Carson wanted the public to know pesticides impact air, soil, water, and even produce toxic chemical rain.

The problem with the management of society and nature was mainly our complete lack of knowledge and education about the immediate effects of pesticides and the effects of long-term use of pesticides.

To Move Forward, Society and Science Must Engage in Discourse and Work Toward a Common Goal

In Silent Spring, Carson proposed ways in which society and science had to change together in order to address the problems she discussed.

Carson said there must be adequate investigations by state and federal agencies and the people who use the chemicals should be educated about their potential risks. Research needed to be performed on how pesticides affect the ecosystem.

The bridge between the scientific community and the public needed to be gapped so the public would become acutely aware of the dangers associated with pesticides.

Carson believed, perhaps with naive optimism, that if the public had complete knowledge of pesticide use and risk, they would protest their use and participate in alternate methods of control.

“A truly extraordinary variety of alternatives to the chemical control of insects is available…All have this in common: they are biological solutions, based on understanding of the living organisms they seek to control, and the whole fabric of life to which these organisms belong.” (Jamison and Eyerman, p. 99).

Carson believed most strongly in education, and once educated, in agitation. She probably felt that political, economic, and industrial agitation were worth the price of sustaining life long-term — even those entities that fought so hard against her ideas.

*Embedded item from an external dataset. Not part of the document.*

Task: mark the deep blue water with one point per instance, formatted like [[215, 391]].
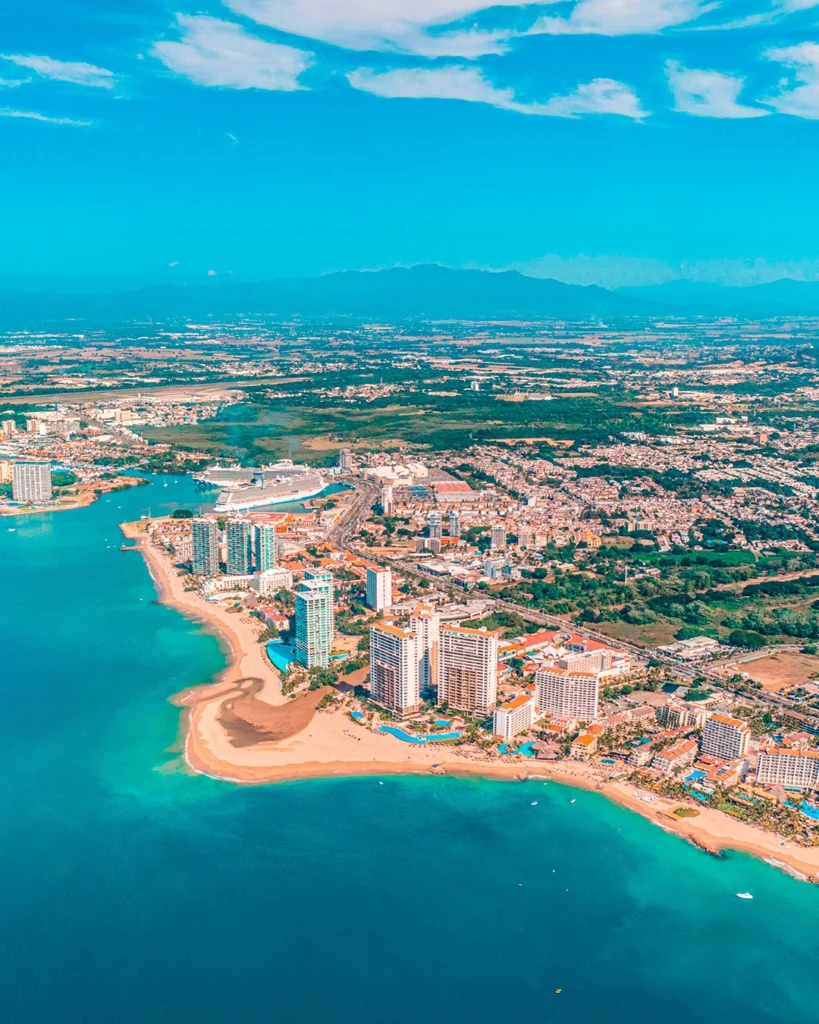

Carson’s Continued Influence Today

Carson’s work, especially Silent Spring which sold over 2 million copies, is credited with bringing about the formation of the EPA (Environmental Protection Agency), even though this occurred after her death. Many credit Carson with the origination of Earth Day.

For a more recent overview of Carson’s contribution to science, watch the 2019 PBS series: Rachel Carson: She Set Out to Save a Species…US. Greta Thunberg reminds some of Rachel Carson, so much so that there are even people who believe Thunberg is Carson reincarnate. The Rachel Carson Award was established in 1991 and is awarded every two years. Environmental activist, Thunberg, is the most recent award recipient in 2019.

Our species seems to be waking up to Carson’s message — we must find a way to host a symbiotic relationship between science and nature — humanity and nature.

We risk losing our species’ evolution if we don’t start using our capacity for whole-picture and long-term thinking. We will face extinction if we cannot figure out how to value lives beyond our own time here on earth.

Originally printed in Lessons From History on November 2021.